## Spotify API Artist Search
### This script calls the Spotify API, searches for artists, classifies them by genre, and plots recommendations
### Author: @ajantonik-personal (Anthony J Antonik)
### Date: 2020-04-25

#### Select list of artists to search for & whether to make recommendations

In [None]:
# Populate list with artists to search for
# NOTE: Set to 'FROM_FILE' to generate list from .txt
ARTIST_LIST = ['FROM_FILE']

# Choose whether to analyze artist similarities and make recommendations
# NOTE: Only set to True for 2 or more artists
RECOMMEND_ARTISTS = True

if ARTIST_LIST == ['FROM_FILE']:
    ARTIST_LIST_STR = 'To be read from file'
else:
    ARTIST_LIST_STR = str(ARTIST_LIST).replace("[", "").replace("]", "")
    if len(ARTIST_LIST) < 2:
        RECOMMEND_ARTISTS = False
    else:
        RECOMMEND_ARTISTS = RECOMMEND_ARTISTS

print("Artists: {}".format(ARTIST_LIST_STR))
print("Recommend artists? {}".format(RECOMMEND_ARTISTS))

#### Import modules

In [None]:
print("Importing modules...")

import csv
import os

import pandas as pd
import requests.auth
import matplotlib.pyplot as plt

from IPython.display import display, HTML
from textwrap import wrap
from tqdm.notebook import tqdm

# Change global module settings
pd.options.display.float_format = '{:.0f}'.format
%matplotlib inline

print("SUCCESS: Modules imported")

#### Specify utility functions

In [None]:
print("Initializing utility functions...")

class Utils:
    
    def __init__(self):
        self.return_dict = {}
        self.return_list = []
    
    def text_parse_dict(self, filepath, separator):
        """
        Function to parse lines of text from a file into a dictionary
        :param filepath: path to text file to be parsed
        :param separator: string separating keynames from values in text file
        :return return_dict: dictionary of keys, values from text file
        """
        self.return_dict = {}
        with open(os.path.expanduser(filepath), "r") as filetoparse:
            lines = filetoparse.readlines()
            for line in lines:
                line = line.split(separator)
                self.return_dict[line[0].replace(" ", "")] = (
                    line[1].replace("\n", "").replace(" ", "")
                )
        return self.return_dict
    
    def text_parse_list(self, filepath):
        """
        Function to parse lines of text from a file into a list
        :param filepath: path to text file to be parsed
        :return return_list: list of strings from text file
        """
        with open(os.path.expanduser(filepath), "r") as filetoparse:
            self.return_list = filetoparse.readlines()
            for elem, clean in enumerate(self.return_list):
                self.return_list[elem] = clean.replace("\n", "")
        return self.return_list

utils = Utils()

print("SUCCESS: Initialized utility functions")

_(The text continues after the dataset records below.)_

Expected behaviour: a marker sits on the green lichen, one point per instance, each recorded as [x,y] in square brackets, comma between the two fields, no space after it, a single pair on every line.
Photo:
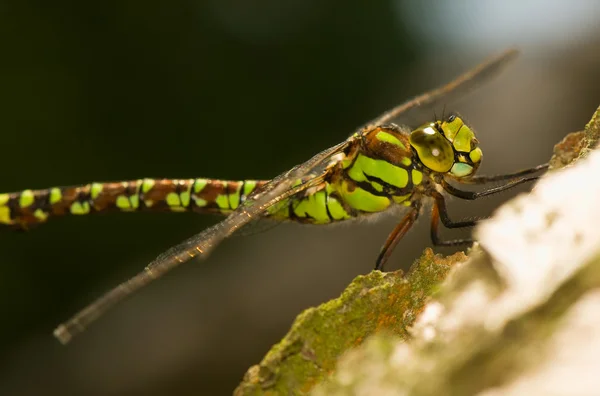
[577,145]
[377,302]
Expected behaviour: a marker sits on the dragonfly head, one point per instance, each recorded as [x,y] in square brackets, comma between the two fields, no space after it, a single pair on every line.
[447,146]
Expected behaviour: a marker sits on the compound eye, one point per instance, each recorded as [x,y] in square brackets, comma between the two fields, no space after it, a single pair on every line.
[434,150]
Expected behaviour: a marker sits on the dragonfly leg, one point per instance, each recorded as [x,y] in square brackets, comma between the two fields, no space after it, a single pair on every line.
[440,213]
[471,195]
[395,236]
[487,179]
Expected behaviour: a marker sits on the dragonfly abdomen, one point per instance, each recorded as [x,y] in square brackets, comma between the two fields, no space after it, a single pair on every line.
[30,207]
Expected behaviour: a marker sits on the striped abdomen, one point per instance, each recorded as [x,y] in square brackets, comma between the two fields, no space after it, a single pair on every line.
[30,207]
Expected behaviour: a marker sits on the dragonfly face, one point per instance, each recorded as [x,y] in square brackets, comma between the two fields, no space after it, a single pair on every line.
[447,146]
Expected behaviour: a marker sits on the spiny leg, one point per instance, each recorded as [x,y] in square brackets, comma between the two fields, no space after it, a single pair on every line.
[487,179]
[471,195]
[439,212]
[395,236]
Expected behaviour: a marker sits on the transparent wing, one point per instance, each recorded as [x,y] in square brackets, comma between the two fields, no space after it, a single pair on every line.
[202,244]
[455,88]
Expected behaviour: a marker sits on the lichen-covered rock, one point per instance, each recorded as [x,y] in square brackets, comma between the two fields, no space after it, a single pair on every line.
[375,302]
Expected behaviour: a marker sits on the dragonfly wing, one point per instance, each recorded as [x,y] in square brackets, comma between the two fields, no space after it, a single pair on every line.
[200,245]
[455,88]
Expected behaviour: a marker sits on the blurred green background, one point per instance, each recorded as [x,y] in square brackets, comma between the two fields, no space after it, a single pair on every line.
[101,91]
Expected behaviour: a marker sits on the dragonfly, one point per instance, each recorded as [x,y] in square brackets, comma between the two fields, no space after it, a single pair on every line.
[381,167]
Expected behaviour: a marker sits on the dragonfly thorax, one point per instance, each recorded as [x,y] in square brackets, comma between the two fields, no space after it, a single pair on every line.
[447,146]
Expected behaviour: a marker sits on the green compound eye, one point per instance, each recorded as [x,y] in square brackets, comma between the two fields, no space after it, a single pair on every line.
[434,150]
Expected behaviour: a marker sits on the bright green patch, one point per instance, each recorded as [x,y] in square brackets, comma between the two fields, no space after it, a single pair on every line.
[249,186]
[95,190]
[381,169]
[40,215]
[336,209]
[389,138]
[147,185]
[199,185]
[185,198]
[417,177]
[461,170]
[80,208]
[173,199]
[378,187]
[135,201]
[313,206]
[55,195]
[222,201]
[123,202]
[26,199]
[363,200]
[5,215]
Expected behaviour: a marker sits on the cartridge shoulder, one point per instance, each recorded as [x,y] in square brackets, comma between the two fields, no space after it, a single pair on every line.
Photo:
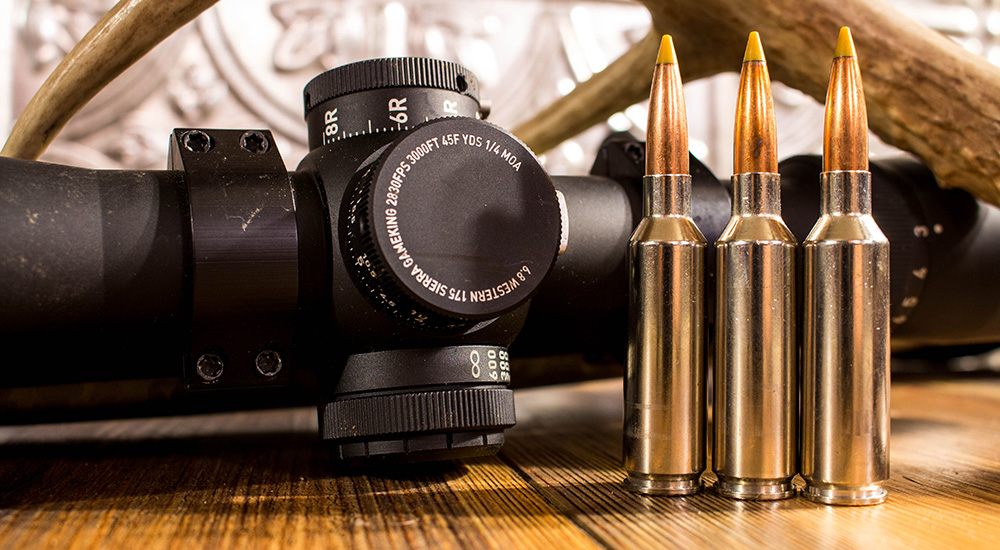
[854,228]
[668,229]
[757,228]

#### Set constants & variables

In [None]:
# Files containing spotify credentials, artists, & genres
CREDS_FILE = os.environ['SPOTIFY_CREDS_FILE']
GENRES_FILE = 'config/spotify_genres.txt'
ARTISTS_FILE = 'config/spotify_artists.txt'

# Lists of artists & genres
GENRE_LIST = utils.text_parse_list(filepath=GENRES_FILE)
if ARTIST_LIST == ['FROM_FILE']:
    ARTIST_LIST = utils.text_parse_list(filepath=ARTISTS_FILE)
else:
    ARTIST_LIST = ARTIST_LIST
ARTIST_COUNT = len(ARTIST_LIST)
print("Artists: {}".format(ARTIST_COUNT))

# API token endpoint
API_TOKEN = 'https://accounts.spotify.com/api/token'

# API search endpoint
API = 'https://api.spotify.com/v1/search?q='

# API artist search route
ROUTE = '&type=artist'

# Header for df output
HEADER = ['ARTIST_ID','ARTIST_NAME','SPOTIFY_URL','GENRES']

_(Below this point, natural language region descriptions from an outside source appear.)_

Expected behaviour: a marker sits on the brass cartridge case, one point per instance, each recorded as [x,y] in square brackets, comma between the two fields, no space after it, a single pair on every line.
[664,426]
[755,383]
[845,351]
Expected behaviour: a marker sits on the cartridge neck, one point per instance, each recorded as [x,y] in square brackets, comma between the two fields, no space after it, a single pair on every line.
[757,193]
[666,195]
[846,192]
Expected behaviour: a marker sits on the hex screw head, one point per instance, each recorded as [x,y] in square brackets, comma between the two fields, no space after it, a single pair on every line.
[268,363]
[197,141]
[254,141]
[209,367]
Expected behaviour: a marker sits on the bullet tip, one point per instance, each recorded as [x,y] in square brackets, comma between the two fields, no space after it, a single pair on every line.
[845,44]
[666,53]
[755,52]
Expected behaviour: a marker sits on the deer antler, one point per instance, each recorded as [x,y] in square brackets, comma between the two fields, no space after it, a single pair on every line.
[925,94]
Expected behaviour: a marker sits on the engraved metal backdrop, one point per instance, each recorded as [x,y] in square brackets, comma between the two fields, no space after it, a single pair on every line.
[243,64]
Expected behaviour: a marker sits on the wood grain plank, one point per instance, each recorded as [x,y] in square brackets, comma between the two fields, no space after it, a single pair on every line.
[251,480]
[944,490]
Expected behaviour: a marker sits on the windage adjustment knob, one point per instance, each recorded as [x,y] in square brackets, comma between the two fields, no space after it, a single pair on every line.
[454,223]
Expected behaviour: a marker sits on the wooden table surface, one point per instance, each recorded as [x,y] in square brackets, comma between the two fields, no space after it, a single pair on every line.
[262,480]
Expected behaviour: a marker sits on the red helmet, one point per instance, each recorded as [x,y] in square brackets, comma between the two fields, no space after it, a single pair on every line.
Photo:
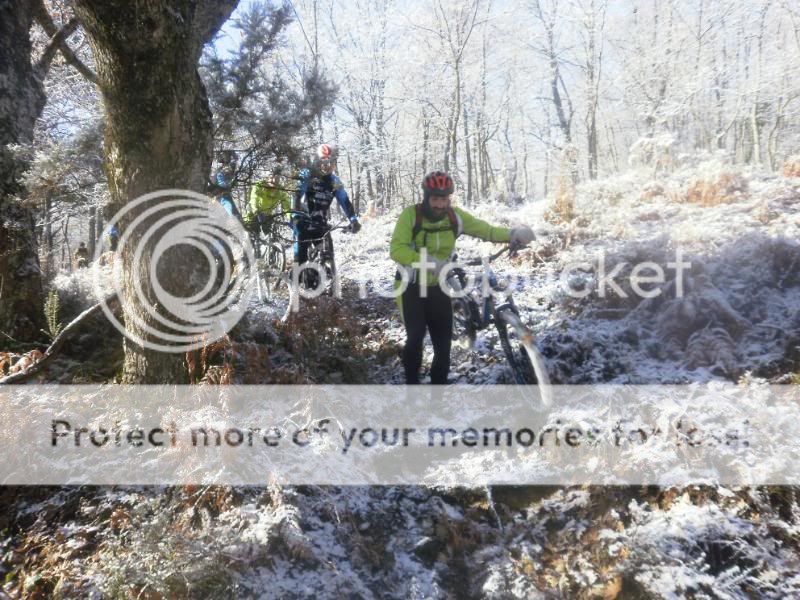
[327,152]
[438,183]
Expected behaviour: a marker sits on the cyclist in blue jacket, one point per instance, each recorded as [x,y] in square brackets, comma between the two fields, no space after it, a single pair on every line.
[316,192]
[223,182]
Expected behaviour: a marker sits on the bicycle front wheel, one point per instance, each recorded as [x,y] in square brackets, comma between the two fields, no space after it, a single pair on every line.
[511,330]
[275,257]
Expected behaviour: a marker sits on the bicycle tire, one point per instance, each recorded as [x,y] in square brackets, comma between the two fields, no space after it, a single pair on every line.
[464,332]
[332,283]
[275,257]
[516,354]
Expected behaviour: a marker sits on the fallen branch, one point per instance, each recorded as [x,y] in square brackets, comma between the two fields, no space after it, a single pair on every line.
[55,346]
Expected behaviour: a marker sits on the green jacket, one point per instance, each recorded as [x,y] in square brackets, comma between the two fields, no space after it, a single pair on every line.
[266,200]
[438,238]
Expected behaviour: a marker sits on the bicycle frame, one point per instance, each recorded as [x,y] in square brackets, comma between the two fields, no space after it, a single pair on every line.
[522,355]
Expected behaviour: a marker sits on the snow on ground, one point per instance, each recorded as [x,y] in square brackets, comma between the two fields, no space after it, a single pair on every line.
[740,313]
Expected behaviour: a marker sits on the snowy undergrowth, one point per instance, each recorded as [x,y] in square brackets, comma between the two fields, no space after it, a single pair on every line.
[739,313]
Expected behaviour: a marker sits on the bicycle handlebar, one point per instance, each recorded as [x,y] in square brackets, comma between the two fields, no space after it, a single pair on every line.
[512,249]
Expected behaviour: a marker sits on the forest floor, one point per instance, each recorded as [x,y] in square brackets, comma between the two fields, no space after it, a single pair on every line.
[739,320]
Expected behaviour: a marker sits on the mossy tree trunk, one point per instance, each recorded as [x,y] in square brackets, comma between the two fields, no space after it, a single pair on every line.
[21,102]
[158,134]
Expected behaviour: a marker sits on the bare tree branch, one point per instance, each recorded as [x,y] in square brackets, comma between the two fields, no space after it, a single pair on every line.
[59,40]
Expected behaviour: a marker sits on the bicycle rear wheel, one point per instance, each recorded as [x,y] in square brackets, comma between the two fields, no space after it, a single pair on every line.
[509,329]
[463,326]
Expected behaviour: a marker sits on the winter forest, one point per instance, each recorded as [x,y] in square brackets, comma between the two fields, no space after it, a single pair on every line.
[622,133]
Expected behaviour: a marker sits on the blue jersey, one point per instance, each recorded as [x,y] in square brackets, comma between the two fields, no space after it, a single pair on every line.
[319,192]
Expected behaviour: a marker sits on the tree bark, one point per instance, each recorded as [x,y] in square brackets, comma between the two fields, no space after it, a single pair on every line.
[21,102]
[158,136]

#### Authenticate Spotify API credentials

In [None]:
print("Authenticating...")
# Retrieve Spotify Client ID & Secret
CREDS = utils.text_parse_dict(
    filepath=CREDS_FILE, 
    separator='='
)
CLIENT_ID = CREDS['CLIENT_ID']
CLIENT_SECRET = CREDS['CLIENT_SECRET']

# Define data dict for token request payload
PAYLOAD_TOKEN = {'grant_type': 'client_credentials'}

# Refresh Spotify API authentication token
client_auth = requests.auth.HTTPBasicAuth(
    CLIENT_ID, 
    CLIENT_SECRET
)
auth = requests.post(
    url=API_TOKEN, 
    auth=client_auth,
    data=PAYLOAD_TOKEN
)
token_json = auth.json()
TOKEN = 'Bearer ' + str(token_json['access_token'])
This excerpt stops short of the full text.